As we said before, licensing becomes per core. Instead of 2012’s two-socket license pack, 2016 will use a two core pack, with the license cost of each 2016 pack being an eighth of the price of the analogous two socket pack for 2012. Each system running Windows Server 2016 must have at least eight cores (four packs) per processor, and at least 16 cores (eight packs) per system.
System Center 2016 also moves from processor to physical core based licensing, although Microsoft says that licenses for servers with eight cores or less per processor will be same price as the 2012 R2 processor license price.
Microsoft has said the change to its core based licensing is one of several steps it is taking to “evolve” its server licensing to support hybrid cloud. It added that in October 2015 it announced an Azure benefit whereby customers with Windows Server licenses with SA are eligible to upload their Windows images to Azure and pay only the compute rates.

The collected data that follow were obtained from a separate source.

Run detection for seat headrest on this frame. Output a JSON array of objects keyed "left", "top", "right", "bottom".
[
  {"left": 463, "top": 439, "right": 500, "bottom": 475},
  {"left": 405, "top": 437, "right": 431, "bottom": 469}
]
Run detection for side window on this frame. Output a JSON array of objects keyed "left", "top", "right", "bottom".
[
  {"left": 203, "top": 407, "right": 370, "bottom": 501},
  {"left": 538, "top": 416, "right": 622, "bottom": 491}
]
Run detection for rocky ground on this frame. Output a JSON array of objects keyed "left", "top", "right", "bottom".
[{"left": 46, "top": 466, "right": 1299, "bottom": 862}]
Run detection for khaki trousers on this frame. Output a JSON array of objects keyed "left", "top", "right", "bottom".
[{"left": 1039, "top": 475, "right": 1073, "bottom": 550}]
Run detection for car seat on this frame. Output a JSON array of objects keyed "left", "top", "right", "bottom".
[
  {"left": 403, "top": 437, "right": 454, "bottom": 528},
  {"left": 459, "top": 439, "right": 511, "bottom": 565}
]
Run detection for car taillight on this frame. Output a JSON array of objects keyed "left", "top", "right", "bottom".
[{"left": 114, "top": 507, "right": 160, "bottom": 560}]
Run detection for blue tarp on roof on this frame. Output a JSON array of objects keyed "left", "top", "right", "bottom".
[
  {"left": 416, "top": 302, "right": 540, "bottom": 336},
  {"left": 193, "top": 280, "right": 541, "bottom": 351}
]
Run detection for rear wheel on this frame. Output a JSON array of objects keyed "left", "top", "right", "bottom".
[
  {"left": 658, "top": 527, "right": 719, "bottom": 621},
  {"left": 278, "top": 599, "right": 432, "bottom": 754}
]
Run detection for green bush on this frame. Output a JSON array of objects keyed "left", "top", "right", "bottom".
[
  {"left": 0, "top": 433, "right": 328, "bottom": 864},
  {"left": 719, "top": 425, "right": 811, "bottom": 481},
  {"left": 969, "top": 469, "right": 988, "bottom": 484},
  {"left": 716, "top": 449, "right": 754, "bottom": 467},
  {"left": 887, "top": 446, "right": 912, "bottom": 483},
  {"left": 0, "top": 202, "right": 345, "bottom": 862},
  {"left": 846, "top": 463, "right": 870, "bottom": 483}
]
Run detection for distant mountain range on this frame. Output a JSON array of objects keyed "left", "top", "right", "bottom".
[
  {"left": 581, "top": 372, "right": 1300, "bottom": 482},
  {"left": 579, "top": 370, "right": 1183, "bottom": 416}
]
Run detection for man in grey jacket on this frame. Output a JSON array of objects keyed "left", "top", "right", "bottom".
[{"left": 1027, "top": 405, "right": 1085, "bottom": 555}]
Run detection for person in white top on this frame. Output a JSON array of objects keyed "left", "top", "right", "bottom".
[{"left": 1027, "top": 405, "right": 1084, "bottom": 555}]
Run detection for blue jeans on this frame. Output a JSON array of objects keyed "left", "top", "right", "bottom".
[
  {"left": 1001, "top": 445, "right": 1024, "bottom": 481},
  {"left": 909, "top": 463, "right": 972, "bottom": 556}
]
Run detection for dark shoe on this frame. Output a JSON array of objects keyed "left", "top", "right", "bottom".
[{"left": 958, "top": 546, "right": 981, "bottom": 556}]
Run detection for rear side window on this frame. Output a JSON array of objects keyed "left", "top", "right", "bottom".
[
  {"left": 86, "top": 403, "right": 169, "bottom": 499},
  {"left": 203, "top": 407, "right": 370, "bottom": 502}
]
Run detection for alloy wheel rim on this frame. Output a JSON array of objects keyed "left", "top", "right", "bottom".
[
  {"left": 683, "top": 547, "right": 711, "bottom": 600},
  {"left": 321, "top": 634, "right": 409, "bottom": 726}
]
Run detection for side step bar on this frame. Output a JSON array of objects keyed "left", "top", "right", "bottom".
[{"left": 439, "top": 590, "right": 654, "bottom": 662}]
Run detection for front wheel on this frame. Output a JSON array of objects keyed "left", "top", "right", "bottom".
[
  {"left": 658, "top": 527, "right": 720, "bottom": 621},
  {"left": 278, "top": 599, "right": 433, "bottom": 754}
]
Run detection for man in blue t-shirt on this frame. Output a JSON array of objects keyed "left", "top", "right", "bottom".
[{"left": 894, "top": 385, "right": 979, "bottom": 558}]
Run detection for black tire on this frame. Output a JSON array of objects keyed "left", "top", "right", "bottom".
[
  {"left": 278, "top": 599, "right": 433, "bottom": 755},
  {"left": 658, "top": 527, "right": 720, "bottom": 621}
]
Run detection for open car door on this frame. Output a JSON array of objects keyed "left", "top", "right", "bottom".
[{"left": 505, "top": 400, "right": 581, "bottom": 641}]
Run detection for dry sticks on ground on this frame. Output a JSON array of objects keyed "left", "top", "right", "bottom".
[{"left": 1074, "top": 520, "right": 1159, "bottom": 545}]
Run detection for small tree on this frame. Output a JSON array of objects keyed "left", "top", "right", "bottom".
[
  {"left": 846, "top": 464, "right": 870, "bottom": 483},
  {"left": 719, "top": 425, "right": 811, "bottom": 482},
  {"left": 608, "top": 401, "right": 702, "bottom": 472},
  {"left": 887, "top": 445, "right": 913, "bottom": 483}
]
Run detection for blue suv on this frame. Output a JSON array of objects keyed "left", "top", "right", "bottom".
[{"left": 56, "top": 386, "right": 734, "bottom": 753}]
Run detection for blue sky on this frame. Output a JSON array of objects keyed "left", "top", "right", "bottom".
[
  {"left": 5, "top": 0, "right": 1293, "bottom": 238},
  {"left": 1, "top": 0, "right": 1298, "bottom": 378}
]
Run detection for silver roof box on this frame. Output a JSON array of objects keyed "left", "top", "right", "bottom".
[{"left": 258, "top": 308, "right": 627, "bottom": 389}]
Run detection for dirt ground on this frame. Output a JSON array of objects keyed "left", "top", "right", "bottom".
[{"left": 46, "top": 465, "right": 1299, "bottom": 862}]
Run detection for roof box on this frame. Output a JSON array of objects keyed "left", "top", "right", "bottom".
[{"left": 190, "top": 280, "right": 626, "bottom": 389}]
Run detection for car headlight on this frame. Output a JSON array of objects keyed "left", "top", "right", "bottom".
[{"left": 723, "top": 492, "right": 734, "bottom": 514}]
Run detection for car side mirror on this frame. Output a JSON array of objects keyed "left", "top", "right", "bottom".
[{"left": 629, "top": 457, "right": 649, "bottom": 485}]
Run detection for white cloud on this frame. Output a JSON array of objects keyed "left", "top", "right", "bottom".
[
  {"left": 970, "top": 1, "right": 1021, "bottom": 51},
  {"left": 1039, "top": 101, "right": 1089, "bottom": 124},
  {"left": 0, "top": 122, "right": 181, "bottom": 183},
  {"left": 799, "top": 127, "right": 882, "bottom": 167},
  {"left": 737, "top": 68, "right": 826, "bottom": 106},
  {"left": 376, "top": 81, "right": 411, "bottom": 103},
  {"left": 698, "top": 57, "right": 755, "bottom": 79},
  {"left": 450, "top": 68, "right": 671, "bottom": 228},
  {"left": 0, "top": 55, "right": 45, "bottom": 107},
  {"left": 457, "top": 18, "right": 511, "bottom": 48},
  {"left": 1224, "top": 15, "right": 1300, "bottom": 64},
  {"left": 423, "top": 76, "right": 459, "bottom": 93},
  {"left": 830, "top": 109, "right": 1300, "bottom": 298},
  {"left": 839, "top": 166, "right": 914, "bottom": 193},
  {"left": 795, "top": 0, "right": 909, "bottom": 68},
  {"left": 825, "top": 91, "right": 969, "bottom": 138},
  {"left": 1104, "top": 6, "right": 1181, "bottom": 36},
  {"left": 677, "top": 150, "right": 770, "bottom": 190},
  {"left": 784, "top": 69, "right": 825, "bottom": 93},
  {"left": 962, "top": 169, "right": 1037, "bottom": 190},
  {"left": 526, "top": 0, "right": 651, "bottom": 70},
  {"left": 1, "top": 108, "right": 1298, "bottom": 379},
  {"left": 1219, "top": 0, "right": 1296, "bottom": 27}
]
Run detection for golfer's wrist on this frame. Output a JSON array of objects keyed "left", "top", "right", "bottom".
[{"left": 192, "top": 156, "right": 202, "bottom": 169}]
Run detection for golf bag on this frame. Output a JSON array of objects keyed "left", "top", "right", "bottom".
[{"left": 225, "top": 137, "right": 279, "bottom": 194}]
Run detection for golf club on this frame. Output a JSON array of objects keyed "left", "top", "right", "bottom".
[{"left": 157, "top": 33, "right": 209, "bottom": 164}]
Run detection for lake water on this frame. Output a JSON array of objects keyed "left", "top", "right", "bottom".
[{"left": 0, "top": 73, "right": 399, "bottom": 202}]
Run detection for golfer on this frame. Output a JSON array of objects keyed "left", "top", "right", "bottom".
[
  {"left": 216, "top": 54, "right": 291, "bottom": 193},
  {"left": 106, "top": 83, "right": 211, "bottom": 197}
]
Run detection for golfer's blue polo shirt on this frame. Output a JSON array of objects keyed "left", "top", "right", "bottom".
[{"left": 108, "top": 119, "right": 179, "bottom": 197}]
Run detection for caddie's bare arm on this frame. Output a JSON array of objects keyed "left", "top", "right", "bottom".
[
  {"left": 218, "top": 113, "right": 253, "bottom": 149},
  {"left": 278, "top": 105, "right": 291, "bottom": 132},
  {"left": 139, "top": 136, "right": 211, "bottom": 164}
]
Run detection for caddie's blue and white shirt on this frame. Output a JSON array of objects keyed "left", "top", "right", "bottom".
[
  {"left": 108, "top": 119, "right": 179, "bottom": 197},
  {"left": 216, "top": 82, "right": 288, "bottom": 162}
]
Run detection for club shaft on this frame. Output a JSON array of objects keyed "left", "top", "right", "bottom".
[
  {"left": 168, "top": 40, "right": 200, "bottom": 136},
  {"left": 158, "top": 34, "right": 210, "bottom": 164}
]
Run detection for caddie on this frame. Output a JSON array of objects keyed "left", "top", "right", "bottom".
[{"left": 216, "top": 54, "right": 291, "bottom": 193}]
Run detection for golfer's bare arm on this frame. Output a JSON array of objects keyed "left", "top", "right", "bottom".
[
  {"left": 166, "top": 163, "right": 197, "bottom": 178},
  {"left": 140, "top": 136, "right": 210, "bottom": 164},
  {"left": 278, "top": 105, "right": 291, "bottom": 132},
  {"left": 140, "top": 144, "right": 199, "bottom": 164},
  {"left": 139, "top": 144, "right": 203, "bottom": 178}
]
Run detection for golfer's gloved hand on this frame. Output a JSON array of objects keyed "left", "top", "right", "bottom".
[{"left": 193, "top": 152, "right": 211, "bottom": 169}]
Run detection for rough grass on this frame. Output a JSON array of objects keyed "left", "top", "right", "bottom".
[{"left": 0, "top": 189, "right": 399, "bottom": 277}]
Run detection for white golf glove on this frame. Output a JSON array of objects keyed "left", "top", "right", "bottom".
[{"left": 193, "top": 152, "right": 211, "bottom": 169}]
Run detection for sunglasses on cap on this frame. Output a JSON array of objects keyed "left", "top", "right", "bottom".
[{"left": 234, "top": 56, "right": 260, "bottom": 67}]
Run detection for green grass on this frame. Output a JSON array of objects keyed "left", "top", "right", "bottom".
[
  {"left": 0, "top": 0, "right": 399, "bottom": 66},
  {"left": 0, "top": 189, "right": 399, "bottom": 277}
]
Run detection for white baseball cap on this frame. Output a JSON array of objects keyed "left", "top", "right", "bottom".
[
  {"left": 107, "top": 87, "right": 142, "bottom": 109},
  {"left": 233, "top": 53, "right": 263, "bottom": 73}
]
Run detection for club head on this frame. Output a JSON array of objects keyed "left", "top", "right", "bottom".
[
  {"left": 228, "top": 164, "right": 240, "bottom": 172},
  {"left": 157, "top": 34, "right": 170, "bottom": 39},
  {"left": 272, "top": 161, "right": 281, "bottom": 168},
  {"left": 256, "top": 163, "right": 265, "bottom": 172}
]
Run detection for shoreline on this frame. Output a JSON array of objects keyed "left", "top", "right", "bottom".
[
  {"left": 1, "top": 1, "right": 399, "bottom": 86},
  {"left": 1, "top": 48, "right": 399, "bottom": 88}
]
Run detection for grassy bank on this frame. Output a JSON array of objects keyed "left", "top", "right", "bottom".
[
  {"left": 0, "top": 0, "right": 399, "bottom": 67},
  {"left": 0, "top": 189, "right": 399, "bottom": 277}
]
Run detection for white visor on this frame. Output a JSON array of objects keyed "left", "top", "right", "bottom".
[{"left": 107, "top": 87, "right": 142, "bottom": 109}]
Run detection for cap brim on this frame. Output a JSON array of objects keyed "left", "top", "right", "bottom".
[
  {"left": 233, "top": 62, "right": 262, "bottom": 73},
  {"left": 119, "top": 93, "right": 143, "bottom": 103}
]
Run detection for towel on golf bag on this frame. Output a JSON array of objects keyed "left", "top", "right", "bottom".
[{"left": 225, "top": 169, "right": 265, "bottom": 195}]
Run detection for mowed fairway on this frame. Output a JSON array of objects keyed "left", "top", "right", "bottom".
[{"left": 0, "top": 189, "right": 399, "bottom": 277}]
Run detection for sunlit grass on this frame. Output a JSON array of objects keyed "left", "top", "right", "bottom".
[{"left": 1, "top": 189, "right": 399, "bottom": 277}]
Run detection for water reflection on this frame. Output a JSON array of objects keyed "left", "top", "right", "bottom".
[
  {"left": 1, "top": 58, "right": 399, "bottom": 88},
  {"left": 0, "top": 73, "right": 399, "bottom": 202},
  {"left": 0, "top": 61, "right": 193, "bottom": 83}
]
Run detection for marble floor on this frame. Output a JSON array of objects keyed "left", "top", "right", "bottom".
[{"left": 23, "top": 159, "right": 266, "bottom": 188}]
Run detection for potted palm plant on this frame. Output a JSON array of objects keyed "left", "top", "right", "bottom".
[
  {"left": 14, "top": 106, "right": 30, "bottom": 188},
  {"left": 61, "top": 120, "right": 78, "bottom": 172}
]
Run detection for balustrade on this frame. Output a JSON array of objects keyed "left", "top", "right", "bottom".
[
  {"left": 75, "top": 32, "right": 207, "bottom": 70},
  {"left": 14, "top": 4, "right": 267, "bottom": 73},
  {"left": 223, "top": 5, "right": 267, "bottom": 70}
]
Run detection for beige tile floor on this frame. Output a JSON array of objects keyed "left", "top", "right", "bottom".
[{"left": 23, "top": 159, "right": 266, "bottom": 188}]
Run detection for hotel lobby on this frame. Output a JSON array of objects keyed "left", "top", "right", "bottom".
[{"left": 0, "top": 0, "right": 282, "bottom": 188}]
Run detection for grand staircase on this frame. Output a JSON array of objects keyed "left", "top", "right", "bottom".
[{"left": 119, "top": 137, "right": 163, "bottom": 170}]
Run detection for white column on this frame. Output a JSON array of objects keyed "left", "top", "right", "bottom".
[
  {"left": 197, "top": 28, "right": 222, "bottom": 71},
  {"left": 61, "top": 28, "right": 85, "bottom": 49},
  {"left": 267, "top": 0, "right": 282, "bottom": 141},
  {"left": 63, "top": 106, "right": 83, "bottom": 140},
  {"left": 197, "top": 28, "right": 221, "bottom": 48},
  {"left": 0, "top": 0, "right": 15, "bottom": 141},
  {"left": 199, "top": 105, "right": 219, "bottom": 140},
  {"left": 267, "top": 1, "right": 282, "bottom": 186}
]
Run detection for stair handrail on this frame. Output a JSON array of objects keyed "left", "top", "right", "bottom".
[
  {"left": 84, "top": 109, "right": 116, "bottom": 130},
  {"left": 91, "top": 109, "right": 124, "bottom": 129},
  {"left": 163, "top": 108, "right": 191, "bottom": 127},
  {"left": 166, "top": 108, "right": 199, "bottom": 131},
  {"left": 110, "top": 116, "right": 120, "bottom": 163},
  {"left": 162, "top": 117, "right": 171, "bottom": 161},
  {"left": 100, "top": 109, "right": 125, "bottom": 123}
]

“The move of Windows Server and System Center 2016 to core licensing aligns the servers to a common and consistent licensing denomination that is already a standard measure for capacity across environments,” the firm said in its licensing FAQs.
For servers running two processors and up to eight cores per processor, the overall licensing cost shouldn’t change. Over this, things become more expensive. A single CPU, 10 core system should cost the same but a system with two or more sockets with 10 core processors will be more expensive.
Client Access Licenses (CALs) will be required with Windows Server 2016 licensing, although Microsoft doesn’t have them for SQL Server per-core licensing. Microsoft will also issue CAL charges for “advanced functionality,” such as using Remote Desktop Services or Active Directory Rights Management Services. But this is not a change from Server 2012 licensing.
These changes mean some customers could pay more and it may be a problem for firms that have Software Assurance agreements that cover systems that were licensed using 2012’s socket-based scheme. However, Microsoft has said that “customers will then begin transacting Windows Server and System Center by core-based licenses at the time of their software assurance renewal or at the time of net new license purchase outside of any Microsoft agreements.”
The changes may also catch organisations that have already invested in hardware without thought to how software licensing will be affected by Microsoft. If there is one takeaway from this, it is that organisations need to align technology strategy with licensing procurement and management in order to optimise their technology ROI and coherently deliver on their enterprise outcome objectives.